A Step By Step Guide to Soft Washing 

You’re probably wondering, "how do I soft wash my kimono at home?" Fear not, here are some easy-to-follow steps: 

  1. Pour a mild detergent into a bowl filled with lukewarm water.
  2. Gently submerge your silk or viscose kimono into the bowl, ensuring all parts are completely covered in the suds-filled water.
  3. Lightly agitate the kimono with your hands for a couple of minutes to disperse the detergent evenly and allow the cleaning process to take place.
  4. After washing, rinse the kimono thoroughly with clean water. Remember, no wringing or squeezing – just let the water drain out naturally.
  5. Finally, lay the kimono flat on a clean towel. Roll the towel up with the kimono inside to gently squeeze out remaining moisture. Then, unroll the towel and leave the kimono out to dry naturally, away from direct sunlight.

With these steps in mind, you'll be able to maintain the pristine condition of your treasured silk or viscose kimono while making sure it's clean and fresh.
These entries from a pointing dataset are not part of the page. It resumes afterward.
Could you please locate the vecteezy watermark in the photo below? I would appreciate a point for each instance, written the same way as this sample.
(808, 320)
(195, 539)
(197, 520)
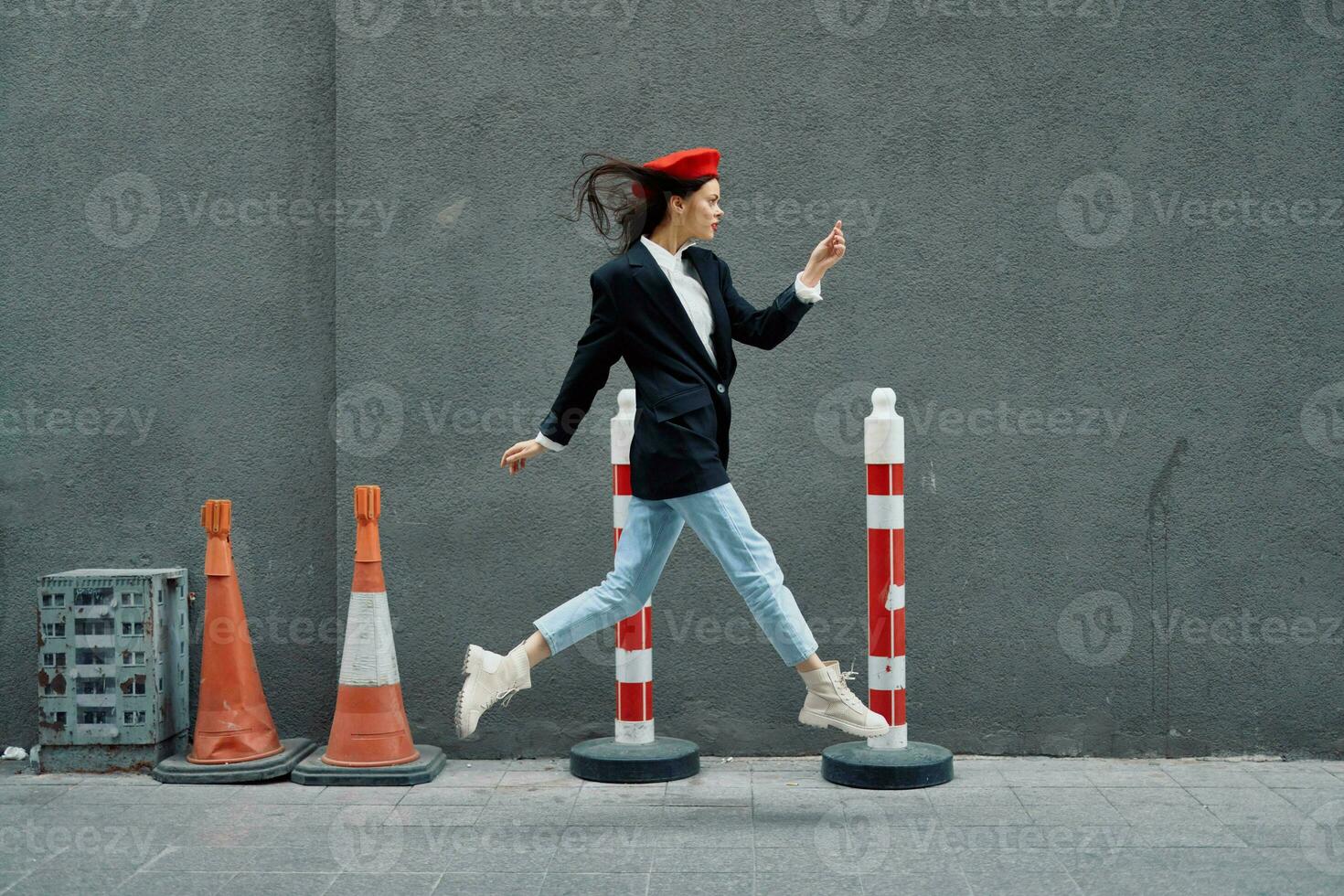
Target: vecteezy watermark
(366, 19)
(372, 19)
(1323, 420)
(360, 842)
(674, 624)
(105, 422)
(34, 840)
(859, 214)
(1326, 17)
(854, 838)
(1097, 629)
(1321, 837)
(839, 420)
(369, 418)
(137, 11)
(126, 209)
(1104, 840)
(1095, 209)
(1103, 12)
(849, 19)
(1098, 209)
(281, 630)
Remember, when it comes to soft washing your kimono, kindness and patience are key.


To sum up, taking care of your silk and viscose kimonos can seem like an overwhelming task. Yet, with knowledge of their characteristics and the right cleaning methods, it's entirely achievable. Investor your time and patience into these graceful pieces of clothing, and they will continue to give you joy and wear for years to come. 

Your silk kimono, with its delicate fibers, calls for special attention when it comes to spot cleaning. Remember to err on the side of gentle handling and use chemicals that are specifically suited for silk. 

Viscose kimonos are a different ball game, requiring its own unique approach to keep its shape and shine intact. Soft washing is an ideal method of handling these items. 

Throughout your cleaning process, remember to test before you treat, avoid harsh chemicals whenever possible, and be mindful of your water and washing techniques. 

By adhering to these preventative measures, you can save your precious kimonos from unnecessary damages. Each step you take towards careful handling will elongate the lifespan of these beautiful pieces and keep them in top-notch condition. After all, they're more than just pieces of clothing; they are works of art.